Arda, Khand, The War Council of High War Lord Oebarsius: T.A. 2997
Octar bowed before his lord, who sat on his carven throne – just under the steeping arch of the war council chambers. His lord did not look up from the reports he was studying and the scribe suddenly felt very aware that technically, he was standing over the War Lord, and he was pretty certain that was something you weren't supposed to do. In a rush of panic and adrenaline the boy scrambled out of the room. Or rather he tried to but just as he was turning to leave, a large hand curled around his bicep.
'Stop.'
His Lord's voice was deep, like a glance into the ocean, and Octar felt the shivers run down his spine.
'Aye, sir?'
'Look at me boy when I speak to you.'
Octar turned and looked down into the large man's eyes…he seemed older than he usually did, riding away from the palace out to battle. Or riding back in triumph, he seemed tired, as if he were a man grown uneasy with the sound of battle. Which must be a terrible thing to happen to a Warlord, Octar supposed, better to be a scribe really…or at least that was what his mother always told him.
'He is coming,' said War Lord Oebarsius.
'Who, sir?' Said Octar, which made War Lord Oebarsius laugh.
'Who Sir, he says. Who sir, why the Wizard boy. The Wizard is coming. Long has been his reach in other lands, Rhûn was no match for him, even the Dwarf Clans of the Red Mountain bow to him now. How long before he turns his sight on us, on Oebarsius' people?'
The silence the War Lord's words had left in their wake hung between them then, as if the great man was waiting for a reply…a reply from Octar. Which was ridiculous of course, he was just a scribe, these matters were for other men, greater men than he. And yet his Lord was still looking at him, waiting for Octar to say something, say anything.
'Surely my Lord, Khand's armies are the greatest in the world. Some old man, with a pointed hat is nothing compared to that.'
'Ha! Greatest in the world, be not a fool child. Our armies are great, but the Wizard's power grows daily and more flock to his cause like flies to a fire's flame. Soon he will have all of Rhûn, Near Harad and most that had once followed that fool Morgoth, will follow him. I am but a War Lord, a mortal man, and what power does a Man have over a God?'
The Question was probably rhetorical, but Octar considered it anyway.
'He could kill him, sir?'
Oebarsius laughed.
'Kill a god? You are a whelp of crooked seed if you think even a man as great as I, have the power to kill a God.'
'No, my lord, not a god. But a man who would be a god, before he can become one.'
And at that Oebarsius released Octar's arm, which had begun to sting terribly, and sat back in his chair.
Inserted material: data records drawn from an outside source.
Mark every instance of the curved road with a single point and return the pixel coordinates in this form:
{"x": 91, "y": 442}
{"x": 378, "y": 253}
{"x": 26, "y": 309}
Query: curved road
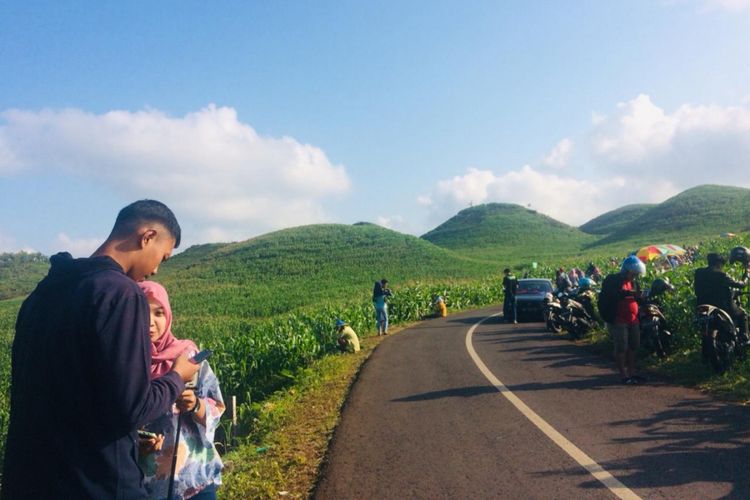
{"x": 544, "y": 419}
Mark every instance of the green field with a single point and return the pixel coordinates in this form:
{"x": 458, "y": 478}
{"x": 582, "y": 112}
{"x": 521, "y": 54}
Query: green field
{"x": 267, "y": 305}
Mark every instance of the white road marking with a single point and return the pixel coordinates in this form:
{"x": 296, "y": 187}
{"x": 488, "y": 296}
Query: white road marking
{"x": 596, "y": 470}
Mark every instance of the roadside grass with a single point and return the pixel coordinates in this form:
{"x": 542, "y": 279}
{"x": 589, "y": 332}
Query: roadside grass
{"x": 283, "y": 453}
{"x": 685, "y": 368}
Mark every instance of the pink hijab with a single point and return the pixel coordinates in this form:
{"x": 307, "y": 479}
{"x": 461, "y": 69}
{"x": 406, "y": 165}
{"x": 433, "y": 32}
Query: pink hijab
{"x": 167, "y": 347}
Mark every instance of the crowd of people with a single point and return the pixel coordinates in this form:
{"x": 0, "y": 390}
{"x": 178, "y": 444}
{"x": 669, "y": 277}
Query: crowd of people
{"x": 618, "y": 301}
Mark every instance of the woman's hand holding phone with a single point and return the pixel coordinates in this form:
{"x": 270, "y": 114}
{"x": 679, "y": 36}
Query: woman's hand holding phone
{"x": 185, "y": 368}
{"x": 187, "y": 401}
{"x": 150, "y": 444}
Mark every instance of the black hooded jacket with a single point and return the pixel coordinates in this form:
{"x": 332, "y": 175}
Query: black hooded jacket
{"x": 81, "y": 386}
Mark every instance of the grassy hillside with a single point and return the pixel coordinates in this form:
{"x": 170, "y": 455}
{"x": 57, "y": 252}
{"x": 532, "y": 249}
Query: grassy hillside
{"x": 700, "y": 212}
{"x": 20, "y": 272}
{"x": 615, "y": 220}
{"x": 281, "y": 271}
{"x": 507, "y": 232}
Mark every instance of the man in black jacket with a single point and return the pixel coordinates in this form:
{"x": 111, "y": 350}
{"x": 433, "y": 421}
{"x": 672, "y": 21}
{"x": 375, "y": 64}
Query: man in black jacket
{"x": 713, "y": 286}
{"x": 80, "y": 379}
{"x": 510, "y": 287}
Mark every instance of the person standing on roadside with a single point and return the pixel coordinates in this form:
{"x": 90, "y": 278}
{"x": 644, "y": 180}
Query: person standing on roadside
{"x": 379, "y": 295}
{"x": 618, "y": 307}
{"x": 81, "y": 367}
{"x": 562, "y": 281}
{"x": 713, "y": 286}
{"x": 510, "y": 287}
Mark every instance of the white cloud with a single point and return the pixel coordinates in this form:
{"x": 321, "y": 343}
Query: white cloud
{"x": 7, "y": 243}
{"x": 639, "y": 129}
{"x": 80, "y": 247}
{"x": 560, "y": 154}
{"x": 693, "y": 145}
{"x": 424, "y": 201}
{"x": 641, "y": 154}
{"x": 213, "y": 170}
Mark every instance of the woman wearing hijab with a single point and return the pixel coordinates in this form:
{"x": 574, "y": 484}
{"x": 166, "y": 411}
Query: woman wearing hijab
{"x": 199, "y": 408}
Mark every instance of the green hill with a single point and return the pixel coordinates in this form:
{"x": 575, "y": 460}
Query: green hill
{"x": 286, "y": 269}
{"x": 615, "y": 220}
{"x": 20, "y": 272}
{"x": 699, "y": 212}
{"x": 507, "y": 232}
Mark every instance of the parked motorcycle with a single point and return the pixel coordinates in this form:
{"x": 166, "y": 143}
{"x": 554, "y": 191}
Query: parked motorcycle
{"x": 720, "y": 344}
{"x": 655, "y": 334}
{"x": 578, "y": 315}
{"x": 719, "y": 334}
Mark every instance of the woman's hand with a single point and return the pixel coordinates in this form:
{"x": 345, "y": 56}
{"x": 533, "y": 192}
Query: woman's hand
{"x": 146, "y": 446}
{"x": 187, "y": 401}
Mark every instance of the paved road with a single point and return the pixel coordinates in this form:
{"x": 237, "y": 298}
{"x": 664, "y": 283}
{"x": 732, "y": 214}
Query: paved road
{"x": 423, "y": 421}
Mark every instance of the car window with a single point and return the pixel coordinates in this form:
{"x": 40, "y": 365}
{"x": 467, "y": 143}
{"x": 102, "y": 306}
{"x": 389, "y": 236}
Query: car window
{"x": 533, "y": 287}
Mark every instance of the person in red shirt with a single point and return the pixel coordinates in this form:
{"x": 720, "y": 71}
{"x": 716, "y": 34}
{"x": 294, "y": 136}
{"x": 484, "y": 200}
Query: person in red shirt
{"x": 618, "y": 307}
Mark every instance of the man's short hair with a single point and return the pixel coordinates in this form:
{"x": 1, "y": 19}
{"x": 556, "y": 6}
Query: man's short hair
{"x": 715, "y": 259}
{"x": 143, "y": 212}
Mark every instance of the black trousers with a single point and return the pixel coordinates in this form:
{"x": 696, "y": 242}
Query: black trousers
{"x": 509, "y": 308}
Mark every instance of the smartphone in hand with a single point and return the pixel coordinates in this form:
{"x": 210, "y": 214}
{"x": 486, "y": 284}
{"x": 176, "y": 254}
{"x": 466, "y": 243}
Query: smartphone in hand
{"x": 201, "y": 356}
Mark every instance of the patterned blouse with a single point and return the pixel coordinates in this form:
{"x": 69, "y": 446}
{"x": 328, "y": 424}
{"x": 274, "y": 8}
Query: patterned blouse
{"x": 198, "y": 462}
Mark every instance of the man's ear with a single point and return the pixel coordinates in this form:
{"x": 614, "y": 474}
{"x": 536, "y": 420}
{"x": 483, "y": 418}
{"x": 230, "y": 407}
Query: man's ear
{"x": 148, "y": 235}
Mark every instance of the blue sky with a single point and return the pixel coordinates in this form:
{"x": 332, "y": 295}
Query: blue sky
{"x": 246, "y": 117}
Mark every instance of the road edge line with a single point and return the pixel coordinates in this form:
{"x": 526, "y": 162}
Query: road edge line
{"x": 596, "y": 470}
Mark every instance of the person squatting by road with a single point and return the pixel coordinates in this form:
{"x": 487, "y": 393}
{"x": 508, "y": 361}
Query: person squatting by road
{"x": 81, "y": 367}
{"x": 348, "y": 340}
{"x": 618, "y": 307}
{"x": 198, "y": 409}
{"x": 380, "y": 294}
{"x": 510, "y": 287}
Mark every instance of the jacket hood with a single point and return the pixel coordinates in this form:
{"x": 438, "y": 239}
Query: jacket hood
{"x": 64, "y": 268}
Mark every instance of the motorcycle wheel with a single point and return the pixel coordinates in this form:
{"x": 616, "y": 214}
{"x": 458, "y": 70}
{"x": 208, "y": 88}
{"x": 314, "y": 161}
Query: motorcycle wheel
{"x": 576, "y": 330}
{"x": 720, "y": 352}
{"x": 553, "y": 326}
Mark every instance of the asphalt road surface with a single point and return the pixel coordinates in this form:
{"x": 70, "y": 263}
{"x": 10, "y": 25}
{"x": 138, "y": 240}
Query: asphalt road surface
{"x": 545, "y": 419}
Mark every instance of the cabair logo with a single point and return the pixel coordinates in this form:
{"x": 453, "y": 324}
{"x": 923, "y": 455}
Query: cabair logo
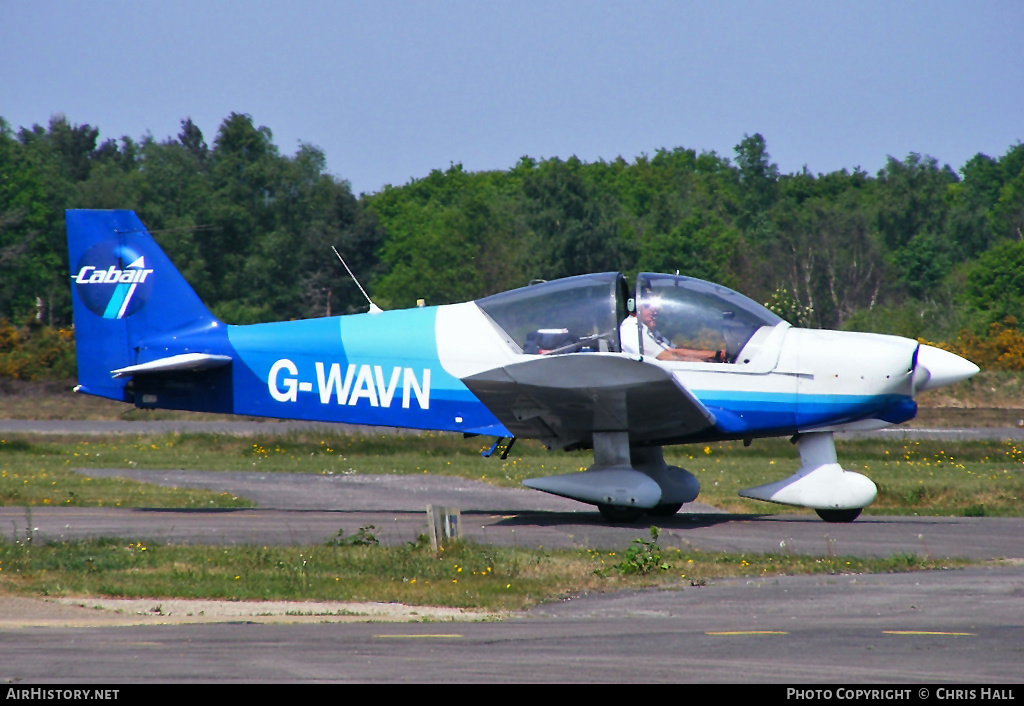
{"x": 113, "y": 280}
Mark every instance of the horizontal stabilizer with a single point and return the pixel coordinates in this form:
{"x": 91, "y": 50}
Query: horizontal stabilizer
{"x": 174, "y": 363}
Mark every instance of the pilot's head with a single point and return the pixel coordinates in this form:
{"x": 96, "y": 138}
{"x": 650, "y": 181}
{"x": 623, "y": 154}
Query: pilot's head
{"x": 649, "y": 304}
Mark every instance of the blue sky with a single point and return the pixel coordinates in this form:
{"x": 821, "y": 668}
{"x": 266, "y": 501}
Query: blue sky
{"x": 391, "y": 89}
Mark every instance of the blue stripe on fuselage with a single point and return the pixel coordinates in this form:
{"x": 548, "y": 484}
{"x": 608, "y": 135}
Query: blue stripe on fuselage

'Well… it's certainly not the stupidest idea I've ever acted upon.'
Arda, The borders of Rhûn, The Red Mountains of the Blue Wizard: T.A. 2998
The nights were cold up here on the mountain. That is what they were told when their Lord was planning his attack. He said it, so there would be no surprised whining when at last they reached their target, but in truth he needn't have bothered. For the air was too cold to even risk opening your mouth to groan, lest your teeth shatter your jaw.
Such was the Wizard's power, spoke their War Lord, that they could not risk going for him in the light of day, with each army facing one another as they had with so many enemies before. No, they must be like rats in the moonlight and sneak in to cut the villain's head from atop his sagging shoulders. They had not even taken the whole army, just the better trackers and axemen, such was their Lord's need for stealth.
So that was why they sat here now, crouched in the mud all along the crevices of the once mighty mountain of the Red Dwarves, waiting for the signal to begin the battle at last. This would never have been possible when the Dwarves still held the mountain as their own, but there were no guards posted at the entrance now. No sentries making their rounds round the ridges of the mountain. There was no one anymore. The Wizard's men were either away, or they were asleep, safe inside the once fortressed walls of the Red Mountain.
And then, like the first spark of a flame, the doors from the mountain were thrown open…and the boy, the spy who stood between the doors threw up the signal, the fire candle, and the men knew that the time for stealth had ended.
I will not tell you of the battle that would follow, for it would dishonour the memories of the heroic dead. I will say this though, that the idea to send a spy in to poison the drinks of the army…or what little of it slept in the mountain that cold winter night oh so many years ago…was not an inherently bad one. It might even have worked, if they had left it at that. Let the spy, the cup bearer poison all the drinks, but in this one regard, War Lord Oebarsius' mind would not be changed. He wished to take the head of the Wizard himself and thus the failure of the plan conceived in that War council chamber so many miles away from this terrible place, lay not at the feet of the angry Wizard / Mad Elven Fëa that the raging army accidentally woke up, but at pride itself.
Thus, so was the war of Khand's Death born.